We understand the challenges that businesses will face in complying with NIS2. We take a proactive approach to cybersecurity and specialise in supporting businesses in achieving ISO 27001 certification, a globally recognized standard for information security management.

Our platform empowers you to achieve compliance and ensure that your valuable information assets are protected. Our team of experts with extensive experience in ISO 27001 and ISMS implementation provide you guidance on how to prepare for the new NIS2 Directive.

We help you:

• Develop and implement incident management and business continuity plans,
• Create information security policies, and
• Ensure that employees are properly trained and aware of the importance of information security.

We also assist you with:

• Asset management, identifying and managing critical assets that may be targeted by cybercriminals.

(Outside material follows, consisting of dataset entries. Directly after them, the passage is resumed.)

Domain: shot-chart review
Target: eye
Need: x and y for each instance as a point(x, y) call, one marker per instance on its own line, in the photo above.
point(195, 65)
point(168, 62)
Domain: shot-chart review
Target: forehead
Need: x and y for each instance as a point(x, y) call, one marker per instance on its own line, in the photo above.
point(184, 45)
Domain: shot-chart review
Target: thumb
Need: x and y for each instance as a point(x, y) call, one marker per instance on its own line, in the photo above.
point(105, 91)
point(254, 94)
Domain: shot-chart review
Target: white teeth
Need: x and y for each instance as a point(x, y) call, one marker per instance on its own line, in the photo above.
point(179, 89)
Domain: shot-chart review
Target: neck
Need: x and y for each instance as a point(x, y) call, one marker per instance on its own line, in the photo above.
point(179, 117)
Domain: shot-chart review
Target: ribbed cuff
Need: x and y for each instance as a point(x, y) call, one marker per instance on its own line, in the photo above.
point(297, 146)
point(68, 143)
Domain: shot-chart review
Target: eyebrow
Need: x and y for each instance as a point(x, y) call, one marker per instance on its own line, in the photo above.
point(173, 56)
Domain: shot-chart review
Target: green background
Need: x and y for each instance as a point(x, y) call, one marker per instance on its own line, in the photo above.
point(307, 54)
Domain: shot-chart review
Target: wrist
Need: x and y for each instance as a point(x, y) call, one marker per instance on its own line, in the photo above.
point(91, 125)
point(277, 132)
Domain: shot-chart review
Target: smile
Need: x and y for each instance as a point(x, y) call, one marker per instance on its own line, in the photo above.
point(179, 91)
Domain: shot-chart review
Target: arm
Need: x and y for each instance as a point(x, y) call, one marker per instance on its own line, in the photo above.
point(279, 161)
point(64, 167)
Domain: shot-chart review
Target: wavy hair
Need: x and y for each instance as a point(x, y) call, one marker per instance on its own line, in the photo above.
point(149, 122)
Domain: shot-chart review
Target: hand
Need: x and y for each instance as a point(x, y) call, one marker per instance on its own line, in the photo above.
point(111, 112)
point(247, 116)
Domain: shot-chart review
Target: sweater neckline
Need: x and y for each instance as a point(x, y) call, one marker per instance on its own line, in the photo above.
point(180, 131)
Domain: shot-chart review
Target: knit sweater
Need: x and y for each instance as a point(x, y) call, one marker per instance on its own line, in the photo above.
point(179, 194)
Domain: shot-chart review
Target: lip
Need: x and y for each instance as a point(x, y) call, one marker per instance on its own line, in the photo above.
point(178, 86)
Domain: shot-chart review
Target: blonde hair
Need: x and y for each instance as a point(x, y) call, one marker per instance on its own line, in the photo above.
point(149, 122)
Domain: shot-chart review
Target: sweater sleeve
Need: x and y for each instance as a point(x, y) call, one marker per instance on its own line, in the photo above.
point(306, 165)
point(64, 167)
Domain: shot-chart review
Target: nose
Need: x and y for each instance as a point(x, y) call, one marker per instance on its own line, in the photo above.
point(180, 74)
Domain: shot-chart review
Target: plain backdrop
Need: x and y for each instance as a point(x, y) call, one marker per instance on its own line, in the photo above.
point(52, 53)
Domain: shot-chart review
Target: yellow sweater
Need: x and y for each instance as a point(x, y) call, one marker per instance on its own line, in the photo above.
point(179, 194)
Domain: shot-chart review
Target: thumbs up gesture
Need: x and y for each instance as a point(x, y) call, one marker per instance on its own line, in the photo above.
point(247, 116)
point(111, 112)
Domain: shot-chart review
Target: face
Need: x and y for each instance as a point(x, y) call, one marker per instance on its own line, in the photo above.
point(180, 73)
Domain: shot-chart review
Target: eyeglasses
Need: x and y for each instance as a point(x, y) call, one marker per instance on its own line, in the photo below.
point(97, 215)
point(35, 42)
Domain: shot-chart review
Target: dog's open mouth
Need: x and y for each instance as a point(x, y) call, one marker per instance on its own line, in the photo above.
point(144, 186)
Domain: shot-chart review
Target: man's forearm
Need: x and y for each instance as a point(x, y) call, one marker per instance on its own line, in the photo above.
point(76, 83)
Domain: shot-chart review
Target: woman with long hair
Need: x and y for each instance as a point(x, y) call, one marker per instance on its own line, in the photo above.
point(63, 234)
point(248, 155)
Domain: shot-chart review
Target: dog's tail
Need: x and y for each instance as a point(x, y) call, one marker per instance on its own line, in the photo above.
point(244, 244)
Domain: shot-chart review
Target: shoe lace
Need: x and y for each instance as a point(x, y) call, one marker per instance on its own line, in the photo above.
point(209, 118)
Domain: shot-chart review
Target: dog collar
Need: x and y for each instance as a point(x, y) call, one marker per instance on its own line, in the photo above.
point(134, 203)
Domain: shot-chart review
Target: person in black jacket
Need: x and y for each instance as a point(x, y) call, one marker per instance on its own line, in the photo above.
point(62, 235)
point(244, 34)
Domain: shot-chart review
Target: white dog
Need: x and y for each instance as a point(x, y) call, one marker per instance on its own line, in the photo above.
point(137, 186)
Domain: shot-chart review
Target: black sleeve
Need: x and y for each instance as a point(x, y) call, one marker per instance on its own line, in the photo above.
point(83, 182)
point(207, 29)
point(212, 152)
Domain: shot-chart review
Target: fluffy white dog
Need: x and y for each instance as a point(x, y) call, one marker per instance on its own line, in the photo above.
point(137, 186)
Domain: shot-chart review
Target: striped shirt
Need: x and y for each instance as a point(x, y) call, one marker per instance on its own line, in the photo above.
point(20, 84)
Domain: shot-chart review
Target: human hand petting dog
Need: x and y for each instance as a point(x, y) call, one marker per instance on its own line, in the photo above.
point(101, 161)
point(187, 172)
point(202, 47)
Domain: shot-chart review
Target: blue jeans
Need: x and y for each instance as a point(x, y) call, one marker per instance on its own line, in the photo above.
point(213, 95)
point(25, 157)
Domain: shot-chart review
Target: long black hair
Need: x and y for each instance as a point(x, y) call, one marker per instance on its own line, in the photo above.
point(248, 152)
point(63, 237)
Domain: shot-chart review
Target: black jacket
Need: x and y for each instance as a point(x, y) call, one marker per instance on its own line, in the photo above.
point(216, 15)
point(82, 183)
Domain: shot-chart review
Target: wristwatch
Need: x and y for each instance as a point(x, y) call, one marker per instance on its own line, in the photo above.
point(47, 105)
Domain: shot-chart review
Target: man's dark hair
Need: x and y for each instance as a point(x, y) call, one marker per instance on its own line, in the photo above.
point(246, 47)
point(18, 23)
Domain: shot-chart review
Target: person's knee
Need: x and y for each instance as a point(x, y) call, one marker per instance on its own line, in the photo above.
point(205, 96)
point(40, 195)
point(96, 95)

Being prepared is key to success

At DataGuard, we believe being prepared is key to success. Our goal is to help businesses achieve compliance and stay ahead of the game in today's cybersecurity landscape. We stay up to date with the latest developments in the regulation, ensuring that our clients are always informed and prepared for any changes that may arise.

With our in-house experts and InfoSec platform businesses can be rest assured that they are ready to face the challenges of the NIS2 Directive.